I love custom elements! I've been building UIs with them since Polymer 0.5 was announced in 2014. One of the things that I've questioned with custom elements has been Shadow DOM and its relationship to CSS. This page is an experiment for comparing custom elements with and without Shadow DOM. Press the buttons below and 1,000 spinners will be displayed on the page, when 'Light' is pressed the custom element uses CSS defined for the whole page, and when 'Shadow' is pressed the custom elements have a style sheet attached to their Shadow DOM, and when 'External' is pressed the CSS for the element is still encapsulated in the Shadow DOM, but it is loaded as an external stylesheet.
N.B. I am not loading any polyfills on this page, so it will only work on browsers with native custom elements support.
This is the code that is running:
CSS
Javascript
The spinner-shadow
element follows the
suggested best practice
of encapsulating the styles via the shadow root. But this seems problematic
for a couple of reasons. The first is that it's going to be difficult to pass
that CSS through an autoprefixer or any other tooling. The second problem is
that this means the CSS will get duplicated for every instance of the element.

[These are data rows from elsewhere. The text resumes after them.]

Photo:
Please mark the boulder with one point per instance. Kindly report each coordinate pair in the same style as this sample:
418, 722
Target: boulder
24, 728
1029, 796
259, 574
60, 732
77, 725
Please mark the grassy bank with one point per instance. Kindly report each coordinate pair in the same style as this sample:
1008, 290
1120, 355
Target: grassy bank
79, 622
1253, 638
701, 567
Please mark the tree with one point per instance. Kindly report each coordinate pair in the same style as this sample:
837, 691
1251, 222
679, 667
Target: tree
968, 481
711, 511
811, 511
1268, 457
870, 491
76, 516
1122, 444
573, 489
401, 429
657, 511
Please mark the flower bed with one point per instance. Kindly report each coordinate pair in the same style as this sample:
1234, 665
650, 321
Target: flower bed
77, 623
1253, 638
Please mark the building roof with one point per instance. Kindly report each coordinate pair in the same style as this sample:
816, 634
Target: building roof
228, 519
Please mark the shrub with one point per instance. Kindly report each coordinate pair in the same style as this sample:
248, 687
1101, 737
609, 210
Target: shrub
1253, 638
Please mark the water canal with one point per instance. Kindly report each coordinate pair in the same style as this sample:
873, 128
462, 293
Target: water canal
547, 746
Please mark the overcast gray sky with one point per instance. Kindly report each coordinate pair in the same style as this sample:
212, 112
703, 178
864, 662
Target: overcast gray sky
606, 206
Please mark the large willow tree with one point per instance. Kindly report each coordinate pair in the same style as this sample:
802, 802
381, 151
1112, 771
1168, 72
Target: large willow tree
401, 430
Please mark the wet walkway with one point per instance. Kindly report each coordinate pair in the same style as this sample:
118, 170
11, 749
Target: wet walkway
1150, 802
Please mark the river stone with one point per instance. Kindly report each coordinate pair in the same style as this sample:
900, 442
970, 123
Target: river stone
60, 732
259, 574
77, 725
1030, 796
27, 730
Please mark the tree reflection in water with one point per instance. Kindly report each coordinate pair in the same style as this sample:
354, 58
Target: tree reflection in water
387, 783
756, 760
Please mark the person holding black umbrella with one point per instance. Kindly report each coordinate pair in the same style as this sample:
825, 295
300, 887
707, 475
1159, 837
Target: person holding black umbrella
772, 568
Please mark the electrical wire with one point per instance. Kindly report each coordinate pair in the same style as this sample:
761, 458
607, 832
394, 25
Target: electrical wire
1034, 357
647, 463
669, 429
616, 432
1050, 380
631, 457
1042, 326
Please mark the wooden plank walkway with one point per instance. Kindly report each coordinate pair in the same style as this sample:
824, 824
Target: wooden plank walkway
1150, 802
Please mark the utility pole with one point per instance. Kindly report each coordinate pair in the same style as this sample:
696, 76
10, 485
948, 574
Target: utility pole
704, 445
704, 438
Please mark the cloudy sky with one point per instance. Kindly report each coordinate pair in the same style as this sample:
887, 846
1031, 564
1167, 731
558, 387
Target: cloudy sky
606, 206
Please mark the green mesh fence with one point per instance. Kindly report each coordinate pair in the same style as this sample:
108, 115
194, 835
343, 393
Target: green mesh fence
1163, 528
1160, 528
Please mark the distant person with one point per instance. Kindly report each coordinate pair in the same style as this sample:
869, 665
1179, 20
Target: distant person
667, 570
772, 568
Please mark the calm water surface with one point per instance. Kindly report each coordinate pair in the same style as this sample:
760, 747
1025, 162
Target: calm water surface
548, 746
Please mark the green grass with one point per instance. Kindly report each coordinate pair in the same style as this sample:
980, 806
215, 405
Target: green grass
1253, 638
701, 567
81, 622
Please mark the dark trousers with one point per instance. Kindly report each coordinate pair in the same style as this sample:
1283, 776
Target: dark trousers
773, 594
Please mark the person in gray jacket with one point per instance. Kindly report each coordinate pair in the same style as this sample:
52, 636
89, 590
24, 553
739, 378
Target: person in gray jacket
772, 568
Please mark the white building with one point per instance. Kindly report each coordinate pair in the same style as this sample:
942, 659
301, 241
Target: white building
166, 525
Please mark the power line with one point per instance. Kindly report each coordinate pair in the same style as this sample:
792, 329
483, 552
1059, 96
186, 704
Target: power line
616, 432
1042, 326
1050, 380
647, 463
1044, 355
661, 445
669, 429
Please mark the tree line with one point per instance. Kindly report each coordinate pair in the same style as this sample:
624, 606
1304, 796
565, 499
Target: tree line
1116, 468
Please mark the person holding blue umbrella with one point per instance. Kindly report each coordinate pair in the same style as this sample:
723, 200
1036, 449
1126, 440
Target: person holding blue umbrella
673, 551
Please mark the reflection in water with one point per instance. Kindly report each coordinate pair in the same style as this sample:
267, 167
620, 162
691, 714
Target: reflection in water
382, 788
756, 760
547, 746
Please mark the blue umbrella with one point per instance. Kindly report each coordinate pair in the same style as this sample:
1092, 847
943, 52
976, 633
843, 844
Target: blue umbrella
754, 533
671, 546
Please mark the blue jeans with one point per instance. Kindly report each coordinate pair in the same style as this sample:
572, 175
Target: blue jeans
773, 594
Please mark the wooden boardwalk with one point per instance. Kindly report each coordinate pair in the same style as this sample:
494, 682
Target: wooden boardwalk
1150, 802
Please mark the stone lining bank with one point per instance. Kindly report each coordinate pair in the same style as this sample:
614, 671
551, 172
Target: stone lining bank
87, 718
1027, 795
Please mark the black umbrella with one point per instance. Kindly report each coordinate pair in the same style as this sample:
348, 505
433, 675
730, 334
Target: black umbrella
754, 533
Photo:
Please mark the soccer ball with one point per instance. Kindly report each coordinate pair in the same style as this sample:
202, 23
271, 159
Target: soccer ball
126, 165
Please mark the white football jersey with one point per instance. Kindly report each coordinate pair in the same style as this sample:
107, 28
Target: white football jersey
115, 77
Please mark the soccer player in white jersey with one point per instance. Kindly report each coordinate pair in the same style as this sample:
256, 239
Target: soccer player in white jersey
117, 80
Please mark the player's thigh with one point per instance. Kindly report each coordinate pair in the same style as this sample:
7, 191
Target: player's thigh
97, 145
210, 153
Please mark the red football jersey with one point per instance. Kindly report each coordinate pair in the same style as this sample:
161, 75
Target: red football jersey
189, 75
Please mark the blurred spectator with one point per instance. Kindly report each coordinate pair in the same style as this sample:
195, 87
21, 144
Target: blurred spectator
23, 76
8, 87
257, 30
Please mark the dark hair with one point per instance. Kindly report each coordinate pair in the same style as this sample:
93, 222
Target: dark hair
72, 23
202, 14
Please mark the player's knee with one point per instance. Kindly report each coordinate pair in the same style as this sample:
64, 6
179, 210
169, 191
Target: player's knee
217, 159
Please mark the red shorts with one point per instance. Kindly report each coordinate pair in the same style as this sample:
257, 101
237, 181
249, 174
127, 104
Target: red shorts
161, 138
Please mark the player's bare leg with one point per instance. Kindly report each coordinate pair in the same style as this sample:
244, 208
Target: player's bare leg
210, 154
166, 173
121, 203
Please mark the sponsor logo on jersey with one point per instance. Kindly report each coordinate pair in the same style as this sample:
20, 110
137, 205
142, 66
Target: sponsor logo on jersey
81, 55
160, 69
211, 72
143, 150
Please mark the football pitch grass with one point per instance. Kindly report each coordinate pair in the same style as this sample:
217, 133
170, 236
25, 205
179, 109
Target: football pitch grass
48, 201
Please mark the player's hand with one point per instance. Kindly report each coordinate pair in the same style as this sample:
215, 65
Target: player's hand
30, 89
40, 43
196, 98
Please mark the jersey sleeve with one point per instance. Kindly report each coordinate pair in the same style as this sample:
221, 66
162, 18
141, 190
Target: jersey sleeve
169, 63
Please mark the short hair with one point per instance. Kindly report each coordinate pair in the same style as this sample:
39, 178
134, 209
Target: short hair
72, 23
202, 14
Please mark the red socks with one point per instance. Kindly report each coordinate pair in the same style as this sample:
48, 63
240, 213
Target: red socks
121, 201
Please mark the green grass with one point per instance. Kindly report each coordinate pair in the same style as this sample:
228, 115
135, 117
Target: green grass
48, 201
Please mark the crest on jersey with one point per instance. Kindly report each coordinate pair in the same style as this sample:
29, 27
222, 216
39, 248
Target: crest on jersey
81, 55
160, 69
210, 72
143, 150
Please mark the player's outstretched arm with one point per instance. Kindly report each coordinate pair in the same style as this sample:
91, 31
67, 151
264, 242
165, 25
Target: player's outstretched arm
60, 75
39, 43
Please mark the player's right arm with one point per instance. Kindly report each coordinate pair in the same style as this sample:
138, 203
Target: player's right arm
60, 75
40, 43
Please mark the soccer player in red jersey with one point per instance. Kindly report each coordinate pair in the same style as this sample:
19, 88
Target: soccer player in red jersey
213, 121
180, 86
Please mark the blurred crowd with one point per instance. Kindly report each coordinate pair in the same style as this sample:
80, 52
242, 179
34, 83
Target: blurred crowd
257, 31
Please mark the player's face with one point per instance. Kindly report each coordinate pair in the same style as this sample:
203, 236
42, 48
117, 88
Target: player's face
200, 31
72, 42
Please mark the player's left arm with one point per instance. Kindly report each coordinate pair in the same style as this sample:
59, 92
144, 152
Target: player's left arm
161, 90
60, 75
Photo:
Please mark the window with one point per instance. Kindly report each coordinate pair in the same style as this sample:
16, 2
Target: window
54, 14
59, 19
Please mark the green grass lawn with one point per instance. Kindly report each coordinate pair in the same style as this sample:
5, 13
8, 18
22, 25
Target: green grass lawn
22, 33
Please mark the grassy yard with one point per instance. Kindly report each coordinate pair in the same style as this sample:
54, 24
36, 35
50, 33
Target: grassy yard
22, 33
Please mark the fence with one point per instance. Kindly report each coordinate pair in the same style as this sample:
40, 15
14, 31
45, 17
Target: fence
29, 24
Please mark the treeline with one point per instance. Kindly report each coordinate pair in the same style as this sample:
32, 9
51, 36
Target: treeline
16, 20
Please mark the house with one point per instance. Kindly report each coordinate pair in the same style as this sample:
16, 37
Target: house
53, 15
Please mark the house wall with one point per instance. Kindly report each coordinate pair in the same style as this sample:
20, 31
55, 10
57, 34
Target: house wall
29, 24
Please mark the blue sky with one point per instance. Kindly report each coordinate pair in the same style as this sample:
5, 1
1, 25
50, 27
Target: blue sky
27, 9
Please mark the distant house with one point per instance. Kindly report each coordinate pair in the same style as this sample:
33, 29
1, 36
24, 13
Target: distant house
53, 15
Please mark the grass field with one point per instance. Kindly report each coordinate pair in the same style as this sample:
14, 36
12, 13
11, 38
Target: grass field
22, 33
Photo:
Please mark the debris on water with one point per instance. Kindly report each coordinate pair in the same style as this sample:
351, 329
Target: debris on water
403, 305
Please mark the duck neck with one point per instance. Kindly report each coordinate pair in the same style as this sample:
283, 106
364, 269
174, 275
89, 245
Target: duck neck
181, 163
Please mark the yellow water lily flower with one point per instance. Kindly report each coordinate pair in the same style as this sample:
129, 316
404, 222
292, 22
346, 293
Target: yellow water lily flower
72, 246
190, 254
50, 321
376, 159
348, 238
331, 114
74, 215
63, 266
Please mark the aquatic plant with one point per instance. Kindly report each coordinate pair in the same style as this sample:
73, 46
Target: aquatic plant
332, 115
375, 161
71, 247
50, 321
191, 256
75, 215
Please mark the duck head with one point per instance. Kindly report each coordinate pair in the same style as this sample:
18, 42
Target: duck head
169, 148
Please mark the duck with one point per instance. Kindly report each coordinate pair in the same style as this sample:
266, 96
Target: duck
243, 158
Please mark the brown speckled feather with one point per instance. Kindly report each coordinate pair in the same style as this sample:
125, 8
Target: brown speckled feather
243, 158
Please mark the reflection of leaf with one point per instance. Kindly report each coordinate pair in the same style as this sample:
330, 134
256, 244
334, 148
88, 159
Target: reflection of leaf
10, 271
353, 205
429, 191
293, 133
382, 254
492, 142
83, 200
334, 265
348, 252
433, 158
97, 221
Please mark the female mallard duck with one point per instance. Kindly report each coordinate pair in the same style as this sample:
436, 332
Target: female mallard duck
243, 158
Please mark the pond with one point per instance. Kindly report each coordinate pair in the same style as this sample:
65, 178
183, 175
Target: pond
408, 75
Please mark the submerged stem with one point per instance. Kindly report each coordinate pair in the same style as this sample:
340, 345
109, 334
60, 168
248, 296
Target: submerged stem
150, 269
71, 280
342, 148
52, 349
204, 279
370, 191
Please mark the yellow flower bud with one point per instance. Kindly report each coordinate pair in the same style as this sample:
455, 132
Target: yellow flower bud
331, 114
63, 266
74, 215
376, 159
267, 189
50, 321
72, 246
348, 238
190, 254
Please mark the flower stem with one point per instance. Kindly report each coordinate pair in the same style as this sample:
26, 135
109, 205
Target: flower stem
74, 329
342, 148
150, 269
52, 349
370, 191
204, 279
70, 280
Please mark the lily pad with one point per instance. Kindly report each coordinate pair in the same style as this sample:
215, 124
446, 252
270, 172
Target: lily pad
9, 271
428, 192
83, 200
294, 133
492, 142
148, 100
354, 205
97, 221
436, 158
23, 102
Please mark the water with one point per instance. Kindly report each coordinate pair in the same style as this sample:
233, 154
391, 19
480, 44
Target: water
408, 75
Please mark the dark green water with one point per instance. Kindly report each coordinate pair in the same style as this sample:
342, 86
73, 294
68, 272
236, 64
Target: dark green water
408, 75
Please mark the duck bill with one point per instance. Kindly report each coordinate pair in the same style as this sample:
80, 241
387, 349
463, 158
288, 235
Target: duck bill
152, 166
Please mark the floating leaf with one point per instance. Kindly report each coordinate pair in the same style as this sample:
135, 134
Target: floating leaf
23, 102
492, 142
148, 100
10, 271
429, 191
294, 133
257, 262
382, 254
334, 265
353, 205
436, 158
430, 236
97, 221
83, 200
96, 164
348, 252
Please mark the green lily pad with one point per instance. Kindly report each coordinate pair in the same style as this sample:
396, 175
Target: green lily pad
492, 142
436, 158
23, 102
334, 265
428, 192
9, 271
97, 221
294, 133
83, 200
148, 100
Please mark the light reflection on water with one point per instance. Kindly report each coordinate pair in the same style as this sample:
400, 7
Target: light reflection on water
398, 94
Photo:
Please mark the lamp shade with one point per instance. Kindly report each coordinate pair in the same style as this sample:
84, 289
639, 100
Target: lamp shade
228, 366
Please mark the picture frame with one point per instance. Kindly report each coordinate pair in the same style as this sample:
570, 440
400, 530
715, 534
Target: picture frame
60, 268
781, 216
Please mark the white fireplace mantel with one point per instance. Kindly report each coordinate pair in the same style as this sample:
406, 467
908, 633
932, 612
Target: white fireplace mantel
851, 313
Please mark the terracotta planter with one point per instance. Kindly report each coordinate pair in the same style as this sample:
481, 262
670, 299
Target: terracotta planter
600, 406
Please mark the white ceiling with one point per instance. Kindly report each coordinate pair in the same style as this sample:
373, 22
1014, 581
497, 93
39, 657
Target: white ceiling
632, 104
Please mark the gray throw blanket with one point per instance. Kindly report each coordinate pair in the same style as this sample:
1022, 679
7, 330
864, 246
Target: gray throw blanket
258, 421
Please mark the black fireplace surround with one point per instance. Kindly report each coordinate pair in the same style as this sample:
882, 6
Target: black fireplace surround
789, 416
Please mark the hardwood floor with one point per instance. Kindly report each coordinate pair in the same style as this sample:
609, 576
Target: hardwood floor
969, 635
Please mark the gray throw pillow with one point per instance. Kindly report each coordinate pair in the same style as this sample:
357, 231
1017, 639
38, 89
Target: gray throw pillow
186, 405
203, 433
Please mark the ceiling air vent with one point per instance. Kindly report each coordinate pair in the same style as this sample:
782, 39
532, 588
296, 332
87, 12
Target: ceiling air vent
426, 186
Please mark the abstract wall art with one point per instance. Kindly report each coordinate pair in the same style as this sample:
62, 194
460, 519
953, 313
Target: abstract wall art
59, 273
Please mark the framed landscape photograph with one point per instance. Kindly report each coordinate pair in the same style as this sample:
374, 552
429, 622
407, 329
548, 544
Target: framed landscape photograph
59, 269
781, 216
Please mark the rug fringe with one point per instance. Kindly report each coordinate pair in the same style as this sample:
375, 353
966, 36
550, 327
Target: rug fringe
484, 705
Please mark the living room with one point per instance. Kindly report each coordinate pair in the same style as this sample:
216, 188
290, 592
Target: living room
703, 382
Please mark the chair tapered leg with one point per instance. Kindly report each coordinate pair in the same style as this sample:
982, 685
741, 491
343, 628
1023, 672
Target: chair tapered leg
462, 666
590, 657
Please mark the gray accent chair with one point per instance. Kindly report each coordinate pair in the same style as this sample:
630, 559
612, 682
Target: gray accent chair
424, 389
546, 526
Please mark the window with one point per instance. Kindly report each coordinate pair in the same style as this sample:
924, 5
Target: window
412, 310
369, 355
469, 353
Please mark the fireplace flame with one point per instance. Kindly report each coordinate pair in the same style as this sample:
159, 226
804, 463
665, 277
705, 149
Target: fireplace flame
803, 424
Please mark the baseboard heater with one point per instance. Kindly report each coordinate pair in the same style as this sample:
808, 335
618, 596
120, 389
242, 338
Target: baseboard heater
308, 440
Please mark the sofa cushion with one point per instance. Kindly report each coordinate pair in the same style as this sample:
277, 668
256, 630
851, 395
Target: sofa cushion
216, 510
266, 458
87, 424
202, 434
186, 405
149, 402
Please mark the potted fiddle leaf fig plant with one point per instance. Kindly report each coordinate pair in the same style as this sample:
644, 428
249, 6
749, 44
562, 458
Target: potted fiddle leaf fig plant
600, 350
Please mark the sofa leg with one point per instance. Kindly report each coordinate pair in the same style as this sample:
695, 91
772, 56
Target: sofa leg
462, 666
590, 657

You can see that by looking in Chrome Dev Tools, that there are 3,000 more
nodes on this page when the shadow spinners are displayed as compared to when
the light spinners are displayed.
The spinner-external
loads the CSS in the Shadow DOM but uses an
external stylesheet, which does seem to reduce the number of nodes to below
that of the spinner-shadow
, but still not close to
spinner-light
. Also, I don't want to have a separate HTTP request
for every element class I use on a page, so this also seems like a
non-starter.
So am I holding it wrong? Is there really no way in custom elements to specify the CSS for an element once without resorting to external CSS stylesheets? Or am I reading the Chrome Dev Console page wrong and the Node count doesn't mean what I think it means? I think for now I'm going to stick to avoiding Shadow DOM and specifying the CSS just once in a single stylesheet.
Update: It does look like this is a known issue as there's a proposal to address it in custom elements spec.